A operação policial massiva no leste da Dinamarca no mês passado fez parte das tentativas de frustrar a inteligência de um plano do Irã para matar um ativista da oposição, disse na terça-feira o chefe da agência de inteligência do país.

 O finlandês Borch Andersen disse que a polícia em 28 de setembro estava à procura de um carro roubado e registrado na Suécia quando cortou  Copenhague e fechou as fronteiras com a Alemanha e a Suécia. Mais tarde, descobriram que não estava relacionado ao caso.

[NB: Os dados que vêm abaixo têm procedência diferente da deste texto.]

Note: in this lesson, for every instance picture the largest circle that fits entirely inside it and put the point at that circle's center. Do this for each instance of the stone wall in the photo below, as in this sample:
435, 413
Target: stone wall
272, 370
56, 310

Um cidadão norueguês de origem iraniana foi preso em 21 de outubro por suspeita de ajudar o serviço de inteligência iraniano “para atuar na Dinamarca” e participar do planejamento para matar um membro da oposição, disse Borch Andersen.

O suspeito, que não foi identificado, está em custódia antes do julgamento até 8 de novembro. Ele nega ter cometido qualquer crime, disse Borch Andersen, acrescentando que as agências de inteligência na Suécia e na Noruega cooperaram na conexão com a prisão. Ele não deu detalhes.

O homem, entre outros, tinha sido visto tirando fotos das residências dos membros do Movimento de Luta Árabe para a Libertação de Ahwaz (ASMLA) em Ringsted, cerca de 60 km (37 milhas) ao sudoeste de Copenhagen.

O grupo foi acusado pelo Teerã de estar por trás de um ataque terrorista em um desfile militar na cidade de Ahvaz em 22 de setembro, que matou pelo menos 25 pessoas. Ele condenou o ataque e disse que não estava envolvido.

Depois desse ataque, Teerã convocou o embaixador da Dinamarca e acusou o governo dinamarquês de abrigar membros do “grupo terrorista”.

Na terça-feira no Twitter, o ministro das Relações Exteriores, Anders Samuelsen, disse que era “totalmente inaceitável” que o Irã estivesse planejando um ataque na Dinamarca. O país reagirá ao Irã e conversará com seus parceiros europeus sobre “medidas adicionais”, disse ele, sem dar detalhes.

Borch Andersen disse que a Dinamarca trabalhou e está trabalhando “com vários parceiros na Europa no caso, mas não disse quem eles eram”.

Durante a coletiva de imprensa televisionada, o chefe do serviço de inteligência também observou que o Irã já havia estado ativo contra grupos de oposição no exterior. Ele apontou para um ataque a bomba que visava uma manifestação organizada por um grupo de oposição iraniano perto de Paris, em junho.